Citrate ions, added to the blood into the extracorporeal circuit before it enters the artificial kidney, are only active as an anticoagulant in the extracorporeal circuit, whereby the risk of bleeding complications due to systemic anticoagulation is avoided. When citrate ions are applied during hemodialysis forms of treatment, a calcium- and magnesium-free substitution fluid or dialysate is required. Therefore, the application of citrate ions during hemodialysis is more complex than during pure hemofiltration.
Citrate ions are mainly metabolized in skeletal muscle and liver tissue. Only in cases of severe hepatic failure combined with severe shock, or of certain (rare) metabolic diseases, the metabolism of citrate may run short, leading to too high citrate concentrations in the systemic blood circulation, which on its turn may endanger the patient. Accordingly, citrate ions are an attractive anticoagulant for use in pure hemofiltration procedures, especially for use in CVVH treatment in ICU patients.
During hemofiltration, part of the citrate ions is removed from the blood in the artificial kidney. The citrate ions that flow over into the systemic circulation of the patient, are rapidly metabolized to bicarbonate ions in skeletal muscle and liver tissue (about 2.8 molecules bicarbonate are made from 1 citrate molecule). Because trisodium citrate contains on a molar basis three times as many sodium ions as citrate ions, the sodium ions that flow over into the systemic circulation of the patient significantly increases the blood sodium concentration. As a result, hypernatremia and/or an abnormal increase in bicarbonate ions (metabolic alkalosis) may occur. Therefore, replacement of a part of the trisodium citrate by citric acid may reduce the sodium Wad and, by its acid component, neutralizes part of the bicarbonate generated. Accordingly, a mixture of trisodium citrate with citric acid, is a more attractive anticoagulant for use in hemofiltration procedures than trisodium citrate alone, especially for use in CVVH treatment in ICU patients.

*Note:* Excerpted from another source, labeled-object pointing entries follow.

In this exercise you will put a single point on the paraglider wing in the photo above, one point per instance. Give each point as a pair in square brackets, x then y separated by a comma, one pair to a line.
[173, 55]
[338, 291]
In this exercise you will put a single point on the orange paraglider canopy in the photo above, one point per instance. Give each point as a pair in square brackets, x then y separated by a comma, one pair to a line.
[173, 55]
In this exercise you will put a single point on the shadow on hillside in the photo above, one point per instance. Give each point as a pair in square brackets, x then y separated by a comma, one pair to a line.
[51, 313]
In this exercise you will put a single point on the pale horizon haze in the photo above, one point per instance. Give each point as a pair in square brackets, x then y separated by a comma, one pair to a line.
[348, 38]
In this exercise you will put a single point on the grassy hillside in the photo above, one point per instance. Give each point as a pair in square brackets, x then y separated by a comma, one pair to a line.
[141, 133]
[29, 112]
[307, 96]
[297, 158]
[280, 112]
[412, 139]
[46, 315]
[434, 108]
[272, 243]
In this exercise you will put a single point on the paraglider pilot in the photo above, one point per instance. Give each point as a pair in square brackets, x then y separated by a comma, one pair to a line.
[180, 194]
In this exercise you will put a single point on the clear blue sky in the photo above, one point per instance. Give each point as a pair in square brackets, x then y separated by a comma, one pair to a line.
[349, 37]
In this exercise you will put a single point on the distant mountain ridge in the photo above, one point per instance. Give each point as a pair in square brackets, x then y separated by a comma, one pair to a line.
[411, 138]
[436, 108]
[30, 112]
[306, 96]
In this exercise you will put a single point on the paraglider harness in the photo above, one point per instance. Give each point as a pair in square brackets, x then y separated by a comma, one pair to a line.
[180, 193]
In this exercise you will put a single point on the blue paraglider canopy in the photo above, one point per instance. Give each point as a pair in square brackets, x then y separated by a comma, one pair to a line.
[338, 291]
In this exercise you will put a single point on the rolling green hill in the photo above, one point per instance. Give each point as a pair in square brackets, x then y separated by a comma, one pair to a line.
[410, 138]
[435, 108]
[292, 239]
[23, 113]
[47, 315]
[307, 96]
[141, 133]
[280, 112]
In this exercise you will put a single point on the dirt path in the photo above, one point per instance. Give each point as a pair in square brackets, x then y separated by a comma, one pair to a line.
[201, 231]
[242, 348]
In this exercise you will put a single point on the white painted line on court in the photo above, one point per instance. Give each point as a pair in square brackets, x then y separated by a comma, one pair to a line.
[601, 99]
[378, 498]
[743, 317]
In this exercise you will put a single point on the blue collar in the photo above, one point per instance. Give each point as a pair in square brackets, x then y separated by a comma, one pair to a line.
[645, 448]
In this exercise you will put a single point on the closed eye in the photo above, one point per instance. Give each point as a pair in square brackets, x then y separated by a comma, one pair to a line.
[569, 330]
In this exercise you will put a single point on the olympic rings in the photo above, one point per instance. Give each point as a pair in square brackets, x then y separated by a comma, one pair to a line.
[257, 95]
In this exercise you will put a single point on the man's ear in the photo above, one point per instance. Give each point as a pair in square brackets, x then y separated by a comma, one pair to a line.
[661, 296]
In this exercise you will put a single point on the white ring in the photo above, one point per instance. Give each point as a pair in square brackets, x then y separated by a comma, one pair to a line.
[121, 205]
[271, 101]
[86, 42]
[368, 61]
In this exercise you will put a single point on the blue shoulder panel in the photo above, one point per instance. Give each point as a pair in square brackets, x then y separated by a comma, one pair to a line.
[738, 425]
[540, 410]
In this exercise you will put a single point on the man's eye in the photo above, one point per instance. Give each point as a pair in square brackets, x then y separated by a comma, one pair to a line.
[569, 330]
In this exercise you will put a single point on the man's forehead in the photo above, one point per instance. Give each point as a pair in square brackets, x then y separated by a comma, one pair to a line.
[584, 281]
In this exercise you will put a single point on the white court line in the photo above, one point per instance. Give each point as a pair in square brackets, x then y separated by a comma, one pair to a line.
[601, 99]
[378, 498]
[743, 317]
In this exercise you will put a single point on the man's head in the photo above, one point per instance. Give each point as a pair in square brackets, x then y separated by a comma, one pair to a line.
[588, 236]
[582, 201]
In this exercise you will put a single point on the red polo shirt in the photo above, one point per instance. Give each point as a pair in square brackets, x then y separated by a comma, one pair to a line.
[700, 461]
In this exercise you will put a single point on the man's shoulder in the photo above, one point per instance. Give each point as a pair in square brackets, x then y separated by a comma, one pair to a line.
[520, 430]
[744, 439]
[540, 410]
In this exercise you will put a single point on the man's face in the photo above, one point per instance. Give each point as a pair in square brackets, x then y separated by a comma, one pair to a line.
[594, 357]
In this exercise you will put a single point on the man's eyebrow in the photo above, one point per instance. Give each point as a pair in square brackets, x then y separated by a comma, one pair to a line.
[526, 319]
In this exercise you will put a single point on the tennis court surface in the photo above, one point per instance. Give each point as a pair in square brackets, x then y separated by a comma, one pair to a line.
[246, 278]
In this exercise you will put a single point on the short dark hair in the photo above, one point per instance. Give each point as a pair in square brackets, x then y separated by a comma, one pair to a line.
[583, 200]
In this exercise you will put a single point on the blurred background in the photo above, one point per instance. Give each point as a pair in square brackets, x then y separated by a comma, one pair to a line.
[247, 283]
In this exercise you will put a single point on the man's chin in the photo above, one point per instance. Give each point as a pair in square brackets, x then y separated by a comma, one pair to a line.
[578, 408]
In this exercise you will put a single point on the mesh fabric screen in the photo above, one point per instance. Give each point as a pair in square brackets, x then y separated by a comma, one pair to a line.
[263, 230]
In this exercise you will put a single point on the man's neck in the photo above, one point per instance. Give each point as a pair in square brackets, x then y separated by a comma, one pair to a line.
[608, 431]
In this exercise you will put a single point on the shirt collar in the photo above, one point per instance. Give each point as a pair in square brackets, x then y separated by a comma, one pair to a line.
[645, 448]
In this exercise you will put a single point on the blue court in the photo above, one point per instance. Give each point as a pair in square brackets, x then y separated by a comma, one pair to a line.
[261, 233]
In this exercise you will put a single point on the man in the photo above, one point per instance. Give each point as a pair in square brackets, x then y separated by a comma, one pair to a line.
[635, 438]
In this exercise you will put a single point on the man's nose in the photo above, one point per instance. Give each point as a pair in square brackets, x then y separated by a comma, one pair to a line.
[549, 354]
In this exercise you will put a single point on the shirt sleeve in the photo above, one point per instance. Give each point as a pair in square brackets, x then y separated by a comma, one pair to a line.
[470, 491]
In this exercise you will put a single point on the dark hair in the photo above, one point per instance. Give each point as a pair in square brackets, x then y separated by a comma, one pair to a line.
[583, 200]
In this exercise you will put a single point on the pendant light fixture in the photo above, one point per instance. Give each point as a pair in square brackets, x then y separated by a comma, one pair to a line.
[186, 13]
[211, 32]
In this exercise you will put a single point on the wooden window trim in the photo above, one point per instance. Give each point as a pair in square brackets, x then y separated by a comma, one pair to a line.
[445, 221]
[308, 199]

Because citrate ions bind to positively charged metal ions like calcium, magnesium, iron, zinc, copper, and manganese, these ions are also partly removed in the artificial kidney, leading to a net removal of calcium and magnesium ions and other metal ions from the patient's blood. As a result, hypocalcemia and/or hypomagnesemia and/or shortages of other metal ions may be induced in the patient. Especially the hypocalcemia, hypomagnesemia, and/or metabolic alkalosis, may induce life-threatening complications in the patient.

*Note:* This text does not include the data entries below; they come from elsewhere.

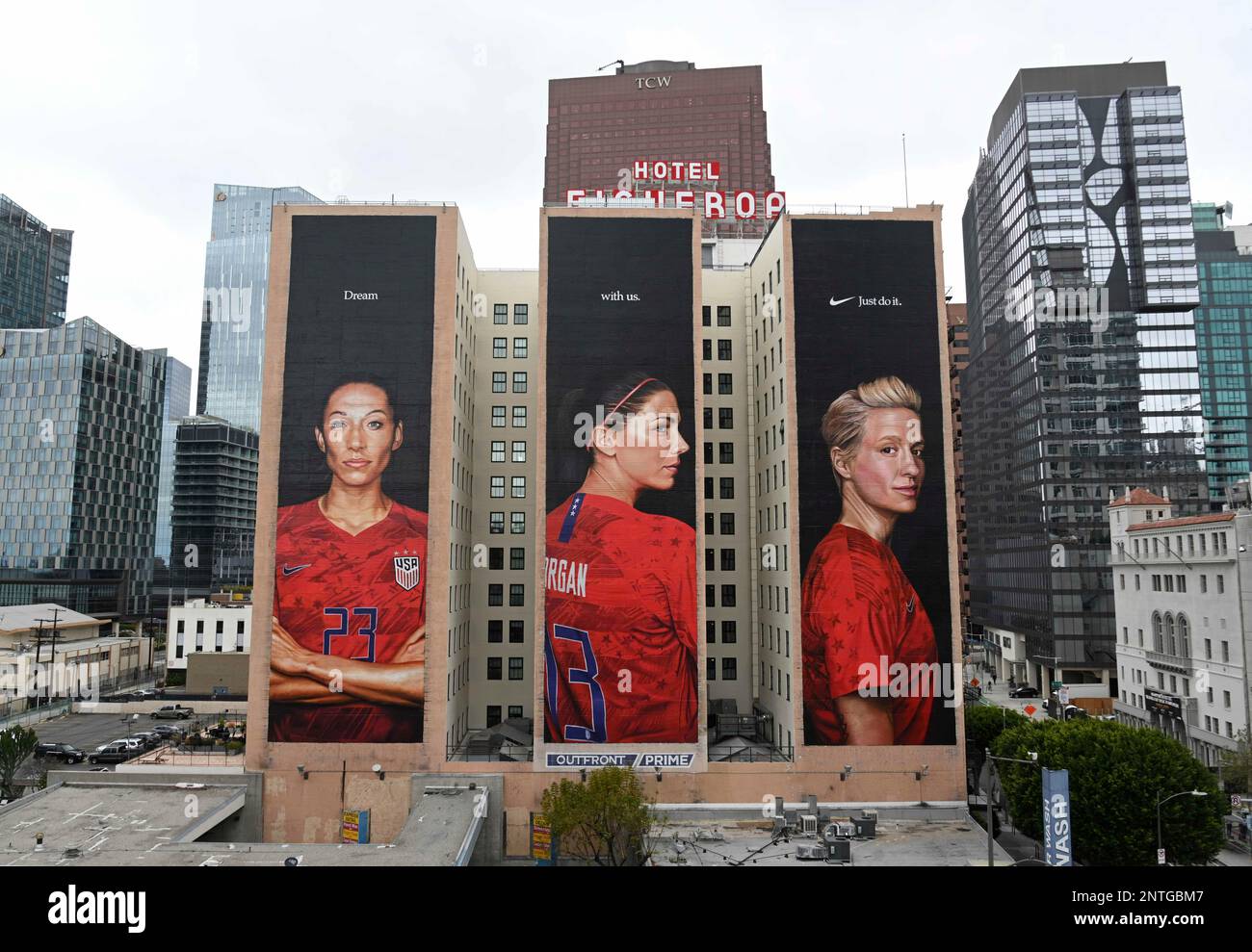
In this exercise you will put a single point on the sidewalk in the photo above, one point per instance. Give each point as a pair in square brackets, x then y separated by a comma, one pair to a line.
[1000, 694]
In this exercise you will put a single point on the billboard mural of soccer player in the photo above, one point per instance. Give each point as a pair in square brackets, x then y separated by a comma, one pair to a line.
[873, 489]
[349, 629]
[621, 651]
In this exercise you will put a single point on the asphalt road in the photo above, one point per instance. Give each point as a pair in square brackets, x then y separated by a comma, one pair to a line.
[87, 732]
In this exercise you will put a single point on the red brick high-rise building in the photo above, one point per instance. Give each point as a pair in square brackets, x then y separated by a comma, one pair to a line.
[660, 111]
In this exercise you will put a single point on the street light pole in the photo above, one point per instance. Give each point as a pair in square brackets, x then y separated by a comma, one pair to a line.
[1160, 805]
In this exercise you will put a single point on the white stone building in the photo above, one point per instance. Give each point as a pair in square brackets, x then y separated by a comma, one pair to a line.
[1184, 601]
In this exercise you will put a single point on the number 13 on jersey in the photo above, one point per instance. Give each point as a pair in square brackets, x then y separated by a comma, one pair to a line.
[597, 732]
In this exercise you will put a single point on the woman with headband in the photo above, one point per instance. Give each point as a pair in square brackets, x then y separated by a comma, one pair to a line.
[620, 612]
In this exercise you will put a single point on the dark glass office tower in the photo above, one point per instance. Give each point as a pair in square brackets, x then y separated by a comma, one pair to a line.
[233, 320]
[80, 416]
[1082, 379]
[34, 270]
[1223, 338]
[214, 506]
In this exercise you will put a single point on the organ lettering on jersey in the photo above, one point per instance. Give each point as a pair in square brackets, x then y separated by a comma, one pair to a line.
[567, 576]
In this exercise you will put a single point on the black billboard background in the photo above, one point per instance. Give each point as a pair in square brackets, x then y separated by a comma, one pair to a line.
[838, 347]
[591, 341]
[326, 337]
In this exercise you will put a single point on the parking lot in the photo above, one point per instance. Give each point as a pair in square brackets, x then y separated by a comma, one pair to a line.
[91, 731]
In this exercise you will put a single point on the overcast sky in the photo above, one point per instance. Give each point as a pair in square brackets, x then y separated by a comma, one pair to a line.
[120, 116]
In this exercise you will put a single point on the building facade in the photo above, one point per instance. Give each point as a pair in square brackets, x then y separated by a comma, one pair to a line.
[1182, 629]
[199, 626]
[80, 418]
[483, 698]
[214, 505]
[1082, 376]
[233, 320]
[34, 270]
[599, 126]
[1225, 347]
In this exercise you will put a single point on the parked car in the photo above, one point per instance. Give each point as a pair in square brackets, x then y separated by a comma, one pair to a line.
[62, 752]
[114, 752]
[173, 710]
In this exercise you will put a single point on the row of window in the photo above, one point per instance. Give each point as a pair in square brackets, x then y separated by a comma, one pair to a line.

The process of hemofiltration, induces a net removal of phosphate and potassium ions, trace elements, water-soluble vitamins, amino acids and of glucose in the artificial kidney. For example, when during CVVH 50 liters of plasma filtrate per day are removed, it usually contains all of the dissolved urea, creatinine, sodium, potassium, and bicarbonate, and significant amounts of the other dissolved molecules like phosphate, calcium salts, trace elements, water-soluble vitamins, amino acids, and/or glucose. This may lead to significant degrees of hypovolemia, hypophosphatemia, hypokalemia, and shortages of trace elements, water-soluble vitamins, amino acids, and/or glucose, with the risk of deteriorating the patient's condition. Especially the hypophosphatemia may also induce life-threatening complications in the patient. In order to prevent these complications from occurring, it is crucial to return an appropriate volume of substitution infusion fluid per unit of time, containing appropriate amounts of the removed molecules that are needed by the patient.